I lost three sisters last week: “lost” as in they died.
We lost a student at my college and I refer to her as a “sister” because that is how Tswana people often greet each other: “Hello sister,” “Hello brother,” “Hello mama…” (to an elderly lady), etc.
She died last weekend, supposedly of a “heart attach.” It seems everyone here dies of a “heart attach,” even if that particular cause is unlikely. She was awfully young, in my opinion, to be dieing from a heart attach.
(I don’t think we tell the truth about why people die in the US either.)
There seem to be two phases of a funeral in this culture as far as I can tell: the funeral service itself and a memorial service that usually precedes it by a day or two.
The memorial service was held on Thursday last week. As I’m an American, it’s important for me to be punctual and I’m especially sensitive to punctuality in this kind of event. I was told the service would be held at the college at “half past two.” I mistakenly interpreted this information to mean 2:30. The service actually began at 1:45 so in my trying to be punctual, I was 45 minutes late and very embarrassed.
The women in this culture wail for their dead. I admire this ability as it seems stifled in my culture. There is nothing that can cure the soul, I believe, better than a good wailing. By wailing, I mean wailing, as the women will cry, pull their hair, and let out wails that chill the spine. I’ve seen this behavior photographed at the graveside here in the village, but the young women at the college who were wailing were ushered outside. I’m not sure why they were ushered outside.
Since the service was in Setswana, when the announcement of the time and place of the funeral was made, I couldn’t understand it, so I left the memorial service not knowing the details of the funeral service.
When I awoke to voices and the arrival of the bus at 5:30 the next morning, I realized that the college had arranged transportation for students and teachers to and from the funeral service. When I had this realization and was still in my pajamas, so it was too late for me to go.
Here’s why I never know if I’m welcome at these kinds of functions. I always wait to be invited, and never am. And the fault of mine this time is that I could have asked someone when the funeral service was and if transportation was arranged, but I did not. When I was proactive and asked about the funeral arrangements for the last funeral I attended, I never felt for certain if I was welcome.
Of course, come Monday morning, everyone was asked, “Why weren’t you at the funeral?”
Also last week I received the sad news that I had lost a “sister”—a friend and colleague from the US—to breast cancer.
My friend’s name was Carolyn, and I worked with her at a private learning center in Louisville. Because of the center’s unique teaching process, we worked one-on-one with students (usually little ones) for two hour sessions. As was often the case, two “teachers” would work with one student and I was often paired with Carolyn.
We would work in 55-minute sessions then have a 5 minute break to use the toilet (see, I’m getting better and better at using that word!) and prepare for our next session. It’s amazing how strongly you can bond with someone in 5-minute increments and I came to enjoy working with Carolyn very much.

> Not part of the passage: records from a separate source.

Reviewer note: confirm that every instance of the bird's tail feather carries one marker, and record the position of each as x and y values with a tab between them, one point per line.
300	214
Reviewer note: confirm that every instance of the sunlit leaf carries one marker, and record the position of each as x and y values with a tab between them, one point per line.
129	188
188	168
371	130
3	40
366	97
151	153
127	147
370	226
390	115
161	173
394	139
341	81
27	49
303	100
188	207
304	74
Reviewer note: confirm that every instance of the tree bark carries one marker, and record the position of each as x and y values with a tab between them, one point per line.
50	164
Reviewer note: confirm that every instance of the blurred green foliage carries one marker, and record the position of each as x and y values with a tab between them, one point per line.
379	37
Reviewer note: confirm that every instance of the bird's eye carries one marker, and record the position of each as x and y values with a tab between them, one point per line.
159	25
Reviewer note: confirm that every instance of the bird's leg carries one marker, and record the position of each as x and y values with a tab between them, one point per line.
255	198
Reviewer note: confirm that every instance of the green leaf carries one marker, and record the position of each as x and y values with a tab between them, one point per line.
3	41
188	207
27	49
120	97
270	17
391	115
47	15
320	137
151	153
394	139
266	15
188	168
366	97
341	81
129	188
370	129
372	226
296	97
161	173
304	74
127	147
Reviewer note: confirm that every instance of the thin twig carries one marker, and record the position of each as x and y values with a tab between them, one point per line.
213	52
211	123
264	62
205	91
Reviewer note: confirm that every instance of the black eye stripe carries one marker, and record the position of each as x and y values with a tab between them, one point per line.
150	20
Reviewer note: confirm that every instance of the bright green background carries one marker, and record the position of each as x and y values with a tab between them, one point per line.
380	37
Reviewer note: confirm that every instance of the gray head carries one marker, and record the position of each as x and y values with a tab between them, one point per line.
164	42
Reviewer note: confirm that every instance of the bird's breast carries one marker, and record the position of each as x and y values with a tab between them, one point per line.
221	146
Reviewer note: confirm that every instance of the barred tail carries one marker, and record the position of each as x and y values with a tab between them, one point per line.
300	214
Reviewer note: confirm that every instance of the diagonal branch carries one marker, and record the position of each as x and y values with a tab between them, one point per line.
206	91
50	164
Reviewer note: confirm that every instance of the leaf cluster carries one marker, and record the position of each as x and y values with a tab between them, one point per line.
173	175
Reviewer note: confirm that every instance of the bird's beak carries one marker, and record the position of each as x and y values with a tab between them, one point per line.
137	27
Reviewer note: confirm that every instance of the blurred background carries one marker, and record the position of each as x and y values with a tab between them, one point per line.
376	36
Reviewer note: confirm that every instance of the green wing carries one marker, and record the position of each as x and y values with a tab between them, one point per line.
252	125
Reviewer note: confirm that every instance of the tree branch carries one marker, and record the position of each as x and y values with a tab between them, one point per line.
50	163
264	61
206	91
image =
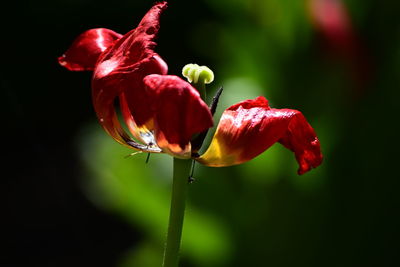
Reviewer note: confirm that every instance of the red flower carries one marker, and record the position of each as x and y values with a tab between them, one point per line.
165	113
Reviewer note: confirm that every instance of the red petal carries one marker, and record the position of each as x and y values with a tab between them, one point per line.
179	112
250	127
86	49
121	69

She was a gentle spirit and easy to laugh. I would often hear her laughing with another student while I was working across the room. (We worked in the same room with cubicle dividers)
I also had the great pleasure of meeting her son and spending some time with him. He is a beautiful, young man, very bright and inquisitive (and very much like his mother!). He is only thirteen and my heart hurts especially for this young man who has lost his mother. Please keep Carolyn’s son and her family in your prayers.
And lastly, I lost another “sister” last week. I lost a spiritual friend of the insect world, and please don’t take offense at my comparing the loss of an insect to the loss of a human life. I mean simply to relate that I’ve lost a special relation.
One of my largest gardening delights comes in mid-summer when I usually find a garden spider living among my tomato plants. They are fiercely colored with bold yellow and black markings, and although they appear dangerous, they are harmless to humans and very helpful in the garden.
This summer, I squealed when I found a South African version of a garden spider (see photo). She looked just as ferocious, with her black and yellow and perhaps a bit more so because this is AFRICA! and she had jagged edges!—but I learned that she too, is quite harmless to humans and very helpful in the garden.
I have visited her everyday for months. While you in Kentucky are warming, enjoying sunshine and blossoming, we here in South Africa are experiencing the opposite: winter is coming and our super hot days are cooling it has been very, very chilly at night. With the drops in temperatures, I kept waiting to “lose” my garden spider.
Sure enough, last week when I visited, she had dropped from her web and disappeared. Each day I went in hopeful search of her, only to find her web more battered and tattered and her still gone. Her season is certainly over and I’m sad at her loss and feel as though I’ve lost a friend.
So, last week, I said goodbye to three “sisters.” I am always amazed at how the fabric of my life changes when I experience loss. And the fabric of my life has changed.
Again, prayers please for my human families.